Pour toutes ces raisons, ils veulent non seulement réduire au silence Francesca Albanese, Rapporteuse spéciale des Nations Unies sur la situation des droits de l’homme dans les territoires palestiniens occupés depuis 1967, mais également la briser.

Depuis deux ans, les attaques pleuvent, féroces, diffamatoires, voire injurieuses. Le puissant lobby juridique International Legal Forum, fort de plus de 4 000 avocats à travers le monde, demande sa démission. Israël l’a déclarée persona non grata et refuse de lui délivrer un visa pour exercer son mandat onusien. En mars dernier, 43 députés français de droite avaient écrit au ministre des Affaires étrangères pour s'opposer à la reconduction de son mandat. Les États-Unis viennent d’annoncer des sanctions officielles à son encontre, un acte inédit contre une experte indépendante de l’ONU.

Illustration 1
Francesca Albanese, rapporteuse spéciale des Nations unies sur les territoires palestiniens occupés, à Pantin le 5 avril 2025. © Photo Sébastien Calvet / Mediapart

Ces sanctions ne sont pas une première.

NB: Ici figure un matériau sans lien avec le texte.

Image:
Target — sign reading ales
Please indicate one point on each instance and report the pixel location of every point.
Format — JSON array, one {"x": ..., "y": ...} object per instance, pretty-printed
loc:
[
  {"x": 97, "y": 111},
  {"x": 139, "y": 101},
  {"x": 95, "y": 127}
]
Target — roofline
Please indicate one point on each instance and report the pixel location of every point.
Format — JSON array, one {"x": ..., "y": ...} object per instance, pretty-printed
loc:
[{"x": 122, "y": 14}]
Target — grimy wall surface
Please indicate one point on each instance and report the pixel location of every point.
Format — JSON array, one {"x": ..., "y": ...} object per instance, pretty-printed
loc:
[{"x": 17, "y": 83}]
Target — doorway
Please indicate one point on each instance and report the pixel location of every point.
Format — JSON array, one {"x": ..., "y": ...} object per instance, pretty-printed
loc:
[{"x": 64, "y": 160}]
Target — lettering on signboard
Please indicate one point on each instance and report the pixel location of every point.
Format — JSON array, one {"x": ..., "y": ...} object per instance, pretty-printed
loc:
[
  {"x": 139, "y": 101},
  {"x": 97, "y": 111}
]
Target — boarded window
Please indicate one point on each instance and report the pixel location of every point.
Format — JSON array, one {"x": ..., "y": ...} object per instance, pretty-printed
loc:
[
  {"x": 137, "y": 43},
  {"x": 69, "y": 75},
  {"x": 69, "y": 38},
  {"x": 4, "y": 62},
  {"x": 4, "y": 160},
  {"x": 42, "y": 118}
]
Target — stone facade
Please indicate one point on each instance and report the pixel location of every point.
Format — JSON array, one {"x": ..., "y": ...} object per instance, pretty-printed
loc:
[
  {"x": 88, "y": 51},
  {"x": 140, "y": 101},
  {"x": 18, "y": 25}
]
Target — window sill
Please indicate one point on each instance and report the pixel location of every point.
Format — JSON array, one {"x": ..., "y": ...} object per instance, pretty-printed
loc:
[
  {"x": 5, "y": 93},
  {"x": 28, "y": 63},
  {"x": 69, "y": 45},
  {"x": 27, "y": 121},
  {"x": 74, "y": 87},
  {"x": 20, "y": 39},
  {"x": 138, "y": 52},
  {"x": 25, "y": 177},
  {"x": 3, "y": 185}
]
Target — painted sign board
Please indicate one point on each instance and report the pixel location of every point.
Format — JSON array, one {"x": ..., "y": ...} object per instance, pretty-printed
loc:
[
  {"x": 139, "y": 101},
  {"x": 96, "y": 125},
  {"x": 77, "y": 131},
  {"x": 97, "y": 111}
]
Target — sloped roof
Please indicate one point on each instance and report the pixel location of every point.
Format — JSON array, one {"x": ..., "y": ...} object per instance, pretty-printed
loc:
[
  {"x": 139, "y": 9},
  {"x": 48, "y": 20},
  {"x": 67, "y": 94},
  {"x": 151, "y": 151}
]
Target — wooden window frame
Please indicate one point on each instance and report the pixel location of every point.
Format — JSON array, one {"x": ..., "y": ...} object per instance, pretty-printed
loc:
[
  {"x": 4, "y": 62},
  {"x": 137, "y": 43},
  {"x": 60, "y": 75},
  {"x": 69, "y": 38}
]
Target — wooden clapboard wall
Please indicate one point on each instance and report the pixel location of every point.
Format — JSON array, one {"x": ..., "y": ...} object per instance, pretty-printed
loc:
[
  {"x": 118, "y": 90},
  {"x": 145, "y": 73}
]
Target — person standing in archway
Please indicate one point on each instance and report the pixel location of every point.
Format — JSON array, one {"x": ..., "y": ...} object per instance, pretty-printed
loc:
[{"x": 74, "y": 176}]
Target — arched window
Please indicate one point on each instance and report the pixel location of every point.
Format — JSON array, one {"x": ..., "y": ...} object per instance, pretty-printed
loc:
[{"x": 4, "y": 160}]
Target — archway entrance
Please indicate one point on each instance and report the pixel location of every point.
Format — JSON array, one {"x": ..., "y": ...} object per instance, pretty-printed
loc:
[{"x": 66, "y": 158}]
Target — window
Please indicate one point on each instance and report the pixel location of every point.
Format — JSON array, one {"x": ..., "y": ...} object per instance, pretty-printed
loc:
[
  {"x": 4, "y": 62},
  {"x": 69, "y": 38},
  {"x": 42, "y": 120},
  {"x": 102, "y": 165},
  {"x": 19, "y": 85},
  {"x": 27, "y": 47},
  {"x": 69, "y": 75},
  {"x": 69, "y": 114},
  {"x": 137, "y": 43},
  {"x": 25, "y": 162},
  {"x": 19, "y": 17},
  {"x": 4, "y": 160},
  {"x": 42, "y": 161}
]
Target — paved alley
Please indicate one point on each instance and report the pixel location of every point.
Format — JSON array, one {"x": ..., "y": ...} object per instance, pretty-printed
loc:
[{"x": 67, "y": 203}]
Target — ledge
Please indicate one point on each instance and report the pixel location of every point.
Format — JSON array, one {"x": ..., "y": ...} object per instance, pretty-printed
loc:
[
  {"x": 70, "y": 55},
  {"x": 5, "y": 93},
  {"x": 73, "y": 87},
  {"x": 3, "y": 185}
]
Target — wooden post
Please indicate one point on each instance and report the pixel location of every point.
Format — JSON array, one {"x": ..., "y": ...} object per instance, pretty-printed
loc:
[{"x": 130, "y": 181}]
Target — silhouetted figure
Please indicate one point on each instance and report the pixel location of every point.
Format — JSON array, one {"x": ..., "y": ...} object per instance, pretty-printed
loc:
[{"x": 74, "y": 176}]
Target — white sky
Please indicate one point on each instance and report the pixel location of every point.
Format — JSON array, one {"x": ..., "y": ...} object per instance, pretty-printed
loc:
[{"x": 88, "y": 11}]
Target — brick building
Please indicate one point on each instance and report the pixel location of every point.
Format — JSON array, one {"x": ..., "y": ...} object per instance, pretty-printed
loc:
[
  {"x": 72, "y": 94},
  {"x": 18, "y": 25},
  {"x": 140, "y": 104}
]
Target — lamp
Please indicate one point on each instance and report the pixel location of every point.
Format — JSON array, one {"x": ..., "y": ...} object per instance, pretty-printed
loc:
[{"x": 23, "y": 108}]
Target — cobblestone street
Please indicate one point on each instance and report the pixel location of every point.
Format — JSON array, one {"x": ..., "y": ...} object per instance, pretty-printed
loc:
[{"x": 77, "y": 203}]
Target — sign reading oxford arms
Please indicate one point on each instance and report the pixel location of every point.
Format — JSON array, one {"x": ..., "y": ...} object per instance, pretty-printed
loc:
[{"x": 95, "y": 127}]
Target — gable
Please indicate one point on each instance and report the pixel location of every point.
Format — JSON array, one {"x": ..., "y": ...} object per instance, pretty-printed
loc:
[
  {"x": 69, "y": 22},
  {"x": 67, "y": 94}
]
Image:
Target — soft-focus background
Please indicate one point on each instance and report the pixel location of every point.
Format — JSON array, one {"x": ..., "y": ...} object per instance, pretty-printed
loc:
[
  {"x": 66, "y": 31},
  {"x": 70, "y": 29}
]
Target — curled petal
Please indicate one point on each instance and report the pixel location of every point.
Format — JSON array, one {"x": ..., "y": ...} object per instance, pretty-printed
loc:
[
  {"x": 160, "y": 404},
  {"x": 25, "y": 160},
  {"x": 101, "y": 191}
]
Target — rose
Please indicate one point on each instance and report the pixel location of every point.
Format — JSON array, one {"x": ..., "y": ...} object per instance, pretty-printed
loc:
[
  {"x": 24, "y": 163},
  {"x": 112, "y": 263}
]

Elles s’inscrivent dans la lignée de celles imposées à la Cour pénale internationale, lorsque cette dernière osa enquêter sur des crimes de guerre commis par les forces américaines en Afghanistan et décida d’émettre des mandats d’arrêt contre le Premier ministre israélien, Benjamin Netanyahou, et Yoav Gallant, l'ancien ministre de la Défense d'Israël, pour crimes de guerre et crimes contre l'humanité dans les territoires palestiniens.

Médias, groupes de pression et États ne s’en prennent pas seulement à la personne de Francesca Albanese, mais également à la légitimité même de son mandat, à ce qu’il représente : l’indépendance, la rigueur juridique et le courage de nommer les crimes là où ils sont commis, même quand les responsables sont puissants. Ce n’est pas uniquement la voix de Francesca Albanese qu’on cherche à étouffer, mais plus largement tous les mécanismes internationaux de protection des droits humains.

A quoi mènent ces campagnes et cet acharnement, sinon au refus de reconnaître toute justice qui échapperait à la volonté des puissants ? Un État qui se permet de sanctionner un organe onusien ne viole pas seulement un principe, il ébranle tout l’édifice du multilatéralisme. Devons-nous accepter que demain, chaque État sanctionne à sa guise les enquêteurs·rices, rapporteurs.es, juges ou procureurs.es qui le gênent ? À quoi servirait alors le droit international ? Devons-nous renoncer à cette promesse fragile née des cendres d’Auschwitz et d’Hiroshima, ce rêve de paix qui a donné naissance à l’ONU, aux Conventions de Genève, aux mécanismes des droits humains ?

En s’attaquant à elle, on criminalise l’impartialité, on délégitime le droit international, on envoie un message glaçant à tous ceux qui, dans d’autres contextes, pourraient être tentés de dire l’indicible. Ce n’est plus seulement une campagne contre une experte, c’est une entreprise de démolition de tout ce qui reste du rêve universaliste né des horreurs du XXe siècle.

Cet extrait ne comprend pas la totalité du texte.